In this photo illustration, the Celsius Network logo is displayed on a smartphone screen beside Bitcoin cryptocurrencies.
Rafael Henrique | SOPA Images | Lightrocket | Getty Images
San Francisco-based blockchain payments company Ripple Labs, which is embroiled in a high-profile battle with the U.S. securities regulator, is interested in potentially purchasing assets of bankrupt crypto lender Celsius Network, according to a company spokesperson.
“We are interested in learning about Celsius and its assets, and whether any could be relevant to our business,” the spokesperson said, declining to say if Ripple was interested in acquiring Celsius outright.
Ripple has continued to grow through the crypto market turmoil and “is actively looking for M&A opportunities to strategically scale the company,” the spokesperson said.
New Jersey-based Celsius froze withdrawals in June citing “extreme” market conditions and filed for bankruptcy in New York last month, listing a $1.19 billion deficit on its balance sheet.
Last week, lawyers for Ripple submitted filings to the bankruptcy court seeking to be represented in the proceedings. The court approved the filing earlier this week. Ripple is not among Celsius’ major creditors, Celsius’ bankruptcy filings show. Ripple provided the comment in response to Reuters’ queries regarding the court filings.
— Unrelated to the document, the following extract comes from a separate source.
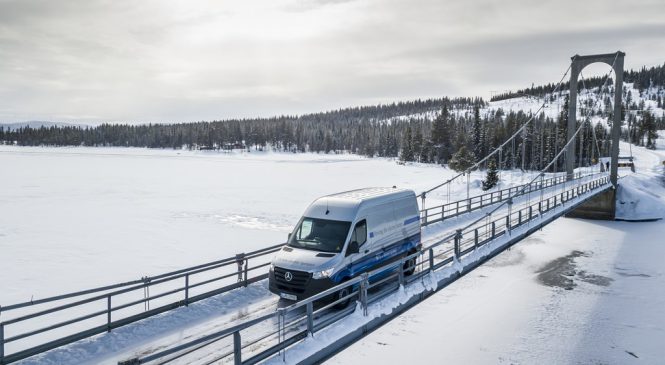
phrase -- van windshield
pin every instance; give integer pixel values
(320, 235)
A lawyer approved to represent Ripple declined to comment. Celsius did not immediately respond to a request for comment.
Privately owned Ripple has not previously done any major deals. It was valued at around $15 billion following a private stock buyback in January, the company said, although industry valuations have fallen significantly during a cryptocurrency price crash over the past few months which helped topple Celsius and other cryptocurrency firms.
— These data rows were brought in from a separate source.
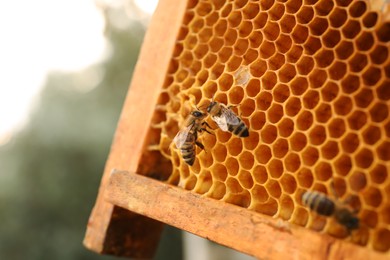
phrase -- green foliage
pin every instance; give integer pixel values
(51, 169)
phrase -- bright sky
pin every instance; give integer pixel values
(44, 35)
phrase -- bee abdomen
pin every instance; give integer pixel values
(319, 203)
(240, 130)
(188, 153)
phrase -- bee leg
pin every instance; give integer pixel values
(200, 145)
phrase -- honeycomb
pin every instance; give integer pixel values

Ripple’s total sales of its cryptocurrency XRP, net of purchases, were $408.9 million in the second quarter, compared with $273.27 million in the first quarter, according to a report the company put out in July.
The company was sued by the U.S. Securities and Exchange Commission (SEC) in 2020 over XRP. The agency alleges that Ripple and its current and former chief executives have been conducting a $1.3 billion unregistered securities offering by selling XRP, which Ripple’s founders created in 2012.
Ripple and the executives have denied the allegations, and the company has argued that XRP has traded and been used as a digital currency.